Updated: Jul 17
The root word for telecommunications has origins in Greek - tele meaning far off or distant, and Latin - communicate is to share. Prior to the invention of telephones, news and events were shared with smoke signals and drums or by word of mouth the world over. Alexander Bell’s innovative idea of the telephone brought another way of communicating and relaying information in real-time, and that first trans-Atlantic call set the pace for a new era of telecommunications.
In 2000, the World Health Organization (WHO) established the initiative for Information and Communication Technologies (ICTs) to collate and track 100,000s devices and platforms used to transmit electronic information.
The different devices people use to communicate have seen a disruption in the regular dial-up landline that has now seen a rise in the cell phones, devices, apps, and platforms. The millions of apps now used across all industries, including healthcare, have been instrumental in sharing information via text or voice.
This has segued into virtual calls, which became popular through the pandemic as we sheltered in place and opted to use video calls to communicate both professionally and personally. The surge in virtual calls took on new heights as we struggled to keep tabs on our loved ones and family we were not able to see.
Why is this so important for seniors? Along with new technologies came the different platforms that are now being touted across the senior care industry to make it convenient and accessible for seniors to communicate. The race to figure out the next best virtual platform to not only hear their voices but to see them has been rolled out by major players like Amazon, Facebook, Google, Zoom, Skype, Apple, Microsoft, etc.
A platform that has the capabilities for a video call is important to see how well they are faring or what they have been up to daily. This can make loved ones feel safe and brings peace of mind to families. Red flags are raised if they do not look well or normal or if there are new developments in their health, sleep, nutrition, and daily routines.
The fact that it is more likely to have children and families miles away from the older adult or senior is one of the reasons virtual calls are important to the stability and well-being of seniors. For seniors, their world becomes smaller after a certain age. Friends and peers either move away or move on, and they are practically alone in their homes.

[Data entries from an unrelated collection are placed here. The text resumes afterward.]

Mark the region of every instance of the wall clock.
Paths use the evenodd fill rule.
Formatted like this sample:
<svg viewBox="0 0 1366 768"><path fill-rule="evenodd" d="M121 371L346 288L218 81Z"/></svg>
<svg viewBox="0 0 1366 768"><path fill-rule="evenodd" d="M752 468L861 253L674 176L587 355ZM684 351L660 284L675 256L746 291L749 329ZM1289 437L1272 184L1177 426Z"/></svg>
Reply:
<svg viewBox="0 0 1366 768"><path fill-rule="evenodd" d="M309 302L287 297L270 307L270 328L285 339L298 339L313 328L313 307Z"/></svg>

Seniors who live alone and are no longer mobile or homebound are more likely to experience loneliness. Research has shown that 50% of seniors that do not have the ability to socialize or interact with others are also more likely to have depression (AARP, 2022). Visual chats with family and loved ones are a great way to stay connected and can stave off depression.
The video calls, whether a couple of times a week or day, are beneficial to children and parents who are looking to stay in touch. For children living out of town, this may be the best way to keep abreast of loved ones and share information about their lives. Instead of having to fly in and spend time with aging parents, they can just as easily check in on them via visual chat.
There are a number of platforms on the market, and not all have the ease and convenience of being senior-friendly. Figuring out how to log on or connect to the virtual call should be easy and accessible for the senior. If they can navigate the platform or device with fewer complications, then it will make it easier for them to connect with the people they want to chat with more frequently.
This is a huge benefit not only to the senior who is able to navigate the virtual call but to the family who feels a weight lifted off their shoulders for having to see them in real-time on the platform. This can be the best way to keep them engaged and in communication long term, which is the best way to keep tabs on them from afar and to stave off loneliness and depression for seniors.